East of Highway 99 Property Owners to Decide Park Maintenance Fees

Press release from Cosumnes Community Services District Elk Grove, Calif. – Dramatically increasing water rates, utility bills and other cos...



Press release from Cosumnes Community Services District

Elk Grove, Calif. – Dramatically increasing water rates, utility bills and other costs make it necessary for the Cosumnes Community Services District to seek property
owner approval for new maintenance assessments equaling about $7 to $11 a month in areas of Elk Grove east of Highway 99.

The new assessments would allow the CSD to continue performing maintenance work – including watering and landscaping – at current standards in the areas. It also would
provide funds for replacing aging play structures and other facilities in older parks.

The CSD Board of Directors voted Wednesday to seek the approval of property owners
for the new assessments. The mail-in balloting procedure will take place over a 45-day period beginning May 1.
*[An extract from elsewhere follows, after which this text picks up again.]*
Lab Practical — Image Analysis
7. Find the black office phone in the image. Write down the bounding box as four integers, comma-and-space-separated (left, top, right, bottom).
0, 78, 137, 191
Under state law, the CSD has designated 13 benefit zones throughout Elk Grove in which maintenance assessments – called Landscape and Lighting Fees or L&Ls – are
collected exclusively for maintaining parks and playgrounds, landscaped roadside
corridors and some street medians within those zones. While most CSD benefit zones
are financially stable, funds cannot be transferred from one zone to another. The CSD also maintains a General Fund, which supports general operations of the CSD’s Fire Department, Parks and Recreation Department and Administrative Services Department.

Most of the cost of park maintenance is for landscape services and water, and water
rates are rising sharply. In some areas east of Highway 99, water rates have increased by more than 300 percent in the last few years and are expected to keep increasing.

Current L&L rates have been unable to keep pace with the increases. The CSD has been keeping district residents apprised of the situation for the past year, advising them that at some point it would be necessary to either reduce services or seek additional assessments. The CSD Board voted Wednesday to put the assessment question to a vote of property owners.

State law requires that new L&L assessments be approved by a simple majority of
property owners in a mail-in balloting procedure. The new assessments would take
effect July 1, 2009. If property owners do not approve the L&L increases in a given
zone, the CSD will need to reduce its costs in that zone to address the financial
shortfall. That could mean sharp reductions in watering and landscape maintenance in
some parks, corridors or medians in order to save enough money.

There are three proposed new assessment zones east of Highway 99:
• Property owners in the northern most new zone, the Elk Grove West Vineyard
area, will be asked to approve a new assessment of about $8 a month. (The
assessment will be displayed on the annual property tax bill in the amount of
$89).
• Property owners in the central zone, the Camden area, will be asked to approve
a new assessment of about $10 a month ($119 a year).
• Property owners in the southern most zone, which includes Central Elk Grove,
Fallbrook and Park Village, will be asked to pay about $7 a month ($79 a year).
The vote marks just the third time in its 23-year history that the CSD has asked property owners to increase their L&L assessments. The first occurred in the Lakeside area of Laguna West in 2003. It was approved by more than 70 percent of property owners.

Another L&L balloting procedure is taking place later this month in the Vista Creek
Village neighborhood of Elk Grove. A group of residents from that neighborhood
approached the CSD late last year and asked for the balloting procedure in order to
provide sufficient maintenance funds for a new park, Vista Creek Park.

The CSD operates under a state law established by Proposition 218, approved by
California voters in 1996. The law requires property owner approval for increases in L&L rates except for annual increases tied to the cost of living.

After the passage of Proposition 218, special districts like the CSD were required to put their current L&L assessment rates to a reaffirmation vote of district property owners. In the 1997 balloting, the CSD’s assessment rates were approved by 85 percent of Elk Grove property owners casting ballots.